Oslo: Geographical and market boundaries are becoming less important than multi-discipline knowledge, delegates attending the conference on the second day of Nor-Shipping were told.
Giants from both the offshore and shipping sector joined for an interesting debate discussing borderless businesses, strategic alliances and improved information systems.
Peter Evensen, the president of Teekay, described how his company had diversified from tankers to gas to offshore over the past decade and grown revenues from $2bn to $12bn over the period.
Evensen emphasised the transnational aspect of the company and their decision to have a global crew, not seafarers from one specific nation. He emphasized the important aspect of ‘borderlessness’ in the company’s operations. While the world is seeing deals between Russia, China, Japan, not seen before, protectionist measures are still in place, he warned, such as the US Jones Act, and Brazil’s local content shipbuilding policy.
The president of Clarksons Research Services, shipping research guru, Dr Martin Stopford talked about what business model will work for shipowners going forward. He highlighted that in the dry cargo sector of shipping the rates now are the same as 60 years ago, and the model has been a gambler’s business, where the Greeks have much been the most successful players.

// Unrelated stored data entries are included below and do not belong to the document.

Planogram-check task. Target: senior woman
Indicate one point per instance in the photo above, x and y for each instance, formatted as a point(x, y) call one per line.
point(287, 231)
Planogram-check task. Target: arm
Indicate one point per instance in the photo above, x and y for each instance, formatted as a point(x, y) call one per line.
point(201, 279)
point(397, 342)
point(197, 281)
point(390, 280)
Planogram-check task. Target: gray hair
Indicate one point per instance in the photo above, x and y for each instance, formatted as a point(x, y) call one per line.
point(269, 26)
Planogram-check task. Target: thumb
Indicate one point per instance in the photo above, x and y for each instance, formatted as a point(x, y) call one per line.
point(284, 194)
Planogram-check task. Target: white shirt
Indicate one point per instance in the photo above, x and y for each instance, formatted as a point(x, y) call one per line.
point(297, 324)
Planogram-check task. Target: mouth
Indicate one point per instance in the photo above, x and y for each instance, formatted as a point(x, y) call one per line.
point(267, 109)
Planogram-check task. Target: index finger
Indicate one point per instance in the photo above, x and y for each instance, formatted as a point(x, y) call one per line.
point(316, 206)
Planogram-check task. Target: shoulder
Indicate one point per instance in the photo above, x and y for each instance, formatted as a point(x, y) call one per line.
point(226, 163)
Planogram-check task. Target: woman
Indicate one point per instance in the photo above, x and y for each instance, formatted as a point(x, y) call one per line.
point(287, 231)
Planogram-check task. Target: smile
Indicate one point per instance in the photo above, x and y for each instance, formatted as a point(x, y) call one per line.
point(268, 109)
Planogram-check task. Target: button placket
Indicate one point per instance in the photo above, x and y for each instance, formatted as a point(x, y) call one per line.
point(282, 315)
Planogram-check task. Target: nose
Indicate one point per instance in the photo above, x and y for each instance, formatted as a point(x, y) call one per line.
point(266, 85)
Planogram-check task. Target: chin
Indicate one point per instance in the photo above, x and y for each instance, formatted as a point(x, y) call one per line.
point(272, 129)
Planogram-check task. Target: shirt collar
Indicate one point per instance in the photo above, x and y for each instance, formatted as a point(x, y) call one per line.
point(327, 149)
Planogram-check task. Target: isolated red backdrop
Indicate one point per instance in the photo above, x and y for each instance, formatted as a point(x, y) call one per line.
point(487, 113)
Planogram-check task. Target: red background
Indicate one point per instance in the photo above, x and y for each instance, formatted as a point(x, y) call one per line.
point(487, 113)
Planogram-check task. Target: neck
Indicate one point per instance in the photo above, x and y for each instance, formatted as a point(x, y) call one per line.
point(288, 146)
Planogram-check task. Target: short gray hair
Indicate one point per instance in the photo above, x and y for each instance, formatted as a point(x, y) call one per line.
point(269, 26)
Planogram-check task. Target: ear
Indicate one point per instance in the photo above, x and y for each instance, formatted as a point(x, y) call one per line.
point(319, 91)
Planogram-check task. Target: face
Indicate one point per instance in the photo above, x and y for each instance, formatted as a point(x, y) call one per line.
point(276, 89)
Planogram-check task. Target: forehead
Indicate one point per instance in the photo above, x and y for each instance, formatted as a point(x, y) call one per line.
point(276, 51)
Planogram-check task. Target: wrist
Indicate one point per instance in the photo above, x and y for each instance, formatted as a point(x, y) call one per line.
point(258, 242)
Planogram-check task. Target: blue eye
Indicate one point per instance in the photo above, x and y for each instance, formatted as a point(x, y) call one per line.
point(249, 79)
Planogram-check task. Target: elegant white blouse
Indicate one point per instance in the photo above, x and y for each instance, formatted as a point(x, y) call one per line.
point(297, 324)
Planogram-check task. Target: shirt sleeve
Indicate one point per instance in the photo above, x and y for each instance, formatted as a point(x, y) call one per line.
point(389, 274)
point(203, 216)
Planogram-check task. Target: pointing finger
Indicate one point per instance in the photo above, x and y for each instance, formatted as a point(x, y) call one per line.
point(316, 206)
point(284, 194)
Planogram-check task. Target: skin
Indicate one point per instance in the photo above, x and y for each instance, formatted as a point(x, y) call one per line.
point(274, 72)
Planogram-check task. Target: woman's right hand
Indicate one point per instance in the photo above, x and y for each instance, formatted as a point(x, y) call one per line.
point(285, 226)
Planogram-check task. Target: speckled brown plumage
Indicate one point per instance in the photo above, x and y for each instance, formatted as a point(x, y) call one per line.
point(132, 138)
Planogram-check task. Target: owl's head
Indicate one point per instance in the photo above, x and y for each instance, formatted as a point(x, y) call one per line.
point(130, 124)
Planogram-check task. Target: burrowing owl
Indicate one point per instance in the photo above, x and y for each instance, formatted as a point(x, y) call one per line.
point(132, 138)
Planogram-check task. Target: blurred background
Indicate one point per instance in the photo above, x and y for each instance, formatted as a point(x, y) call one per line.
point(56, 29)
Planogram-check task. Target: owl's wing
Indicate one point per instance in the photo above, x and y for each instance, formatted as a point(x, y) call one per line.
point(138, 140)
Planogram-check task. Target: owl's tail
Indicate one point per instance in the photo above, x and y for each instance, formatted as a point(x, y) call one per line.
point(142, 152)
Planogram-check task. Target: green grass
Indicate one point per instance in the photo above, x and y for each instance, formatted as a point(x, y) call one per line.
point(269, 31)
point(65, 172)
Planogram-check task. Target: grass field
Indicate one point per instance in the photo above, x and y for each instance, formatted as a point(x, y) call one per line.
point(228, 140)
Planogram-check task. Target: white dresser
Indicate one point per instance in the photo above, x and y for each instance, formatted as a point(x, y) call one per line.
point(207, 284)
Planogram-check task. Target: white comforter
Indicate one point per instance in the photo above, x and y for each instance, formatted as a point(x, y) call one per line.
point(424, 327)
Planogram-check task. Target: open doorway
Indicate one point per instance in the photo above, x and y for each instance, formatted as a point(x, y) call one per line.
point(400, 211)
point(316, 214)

“One needs to accept that this business model is now out of date, and that information management is key,” he explained.
Stopford elaborated that technology is behind in shipping and that the industry had taken economies of scale to the extreme while weak customers relationships, and too little spending on technological development and management was hurting the industry. He urged better management, information systems and more automation, a popular rallying call from the well known analyst over the past year. Stopford talked about the Google Self-Driving Car project and how shipping should look at mirroring it.
Stopford believes shipping should be able to shave 30% off its current costs by upgrading existing infrastructure.
“All the shipping industry needs is a clear vision,” he concluded.